La francophonie, l’empire et l’espace international

attali, francophonieFaut-il redouter la francophonie comme un instrument de l’empire colonial, comme un instrument de puissance du capitalisme français ou faut-il y voir une ressource, un avantage comparatif dans la compétition internationale actuelle ? La réponse que nous essayerons d’apporter ici est la suivante : du point de vue de l’Etat français, il est certain que la langue française est conçue comme un instrument de puissance. Mais pour les francophones en général, la réponse n’est pas évidente, le français pourrait être un instrument de puissance de l’espace francophone tout entier, le moyen d’insertion à leur disposition dans le marché mondial, pourvu qu’ils ne perdent pas de vue la fin qu’ils auront fixé à un tel moyen.

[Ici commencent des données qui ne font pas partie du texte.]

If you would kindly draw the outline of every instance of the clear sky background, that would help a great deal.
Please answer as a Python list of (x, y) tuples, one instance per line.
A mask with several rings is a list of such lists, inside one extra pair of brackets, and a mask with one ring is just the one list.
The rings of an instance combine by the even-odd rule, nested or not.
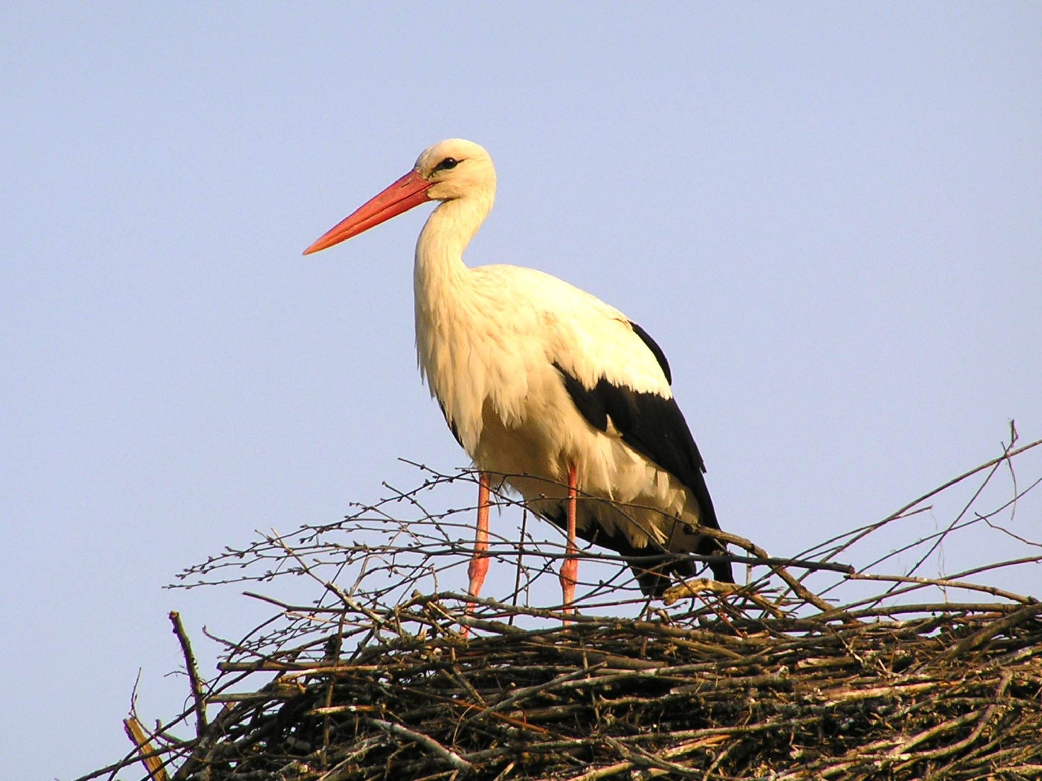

Dans un rapport remis au président de la république français en août 2014 par Jacques Attali, intitulé « La francophonie et la francophilie, moteurs de la croissance durable » (1), la réponse ne va pas de soi. L’espace francophone serait pris entre deux scénarii d’évolution. Le nombre de francophones actuellement de 230 millions de personnes pourrait atteindre le chiffre de 700 millions en 2050 ou se réduire si un « effort majeur » n’était pas consenti.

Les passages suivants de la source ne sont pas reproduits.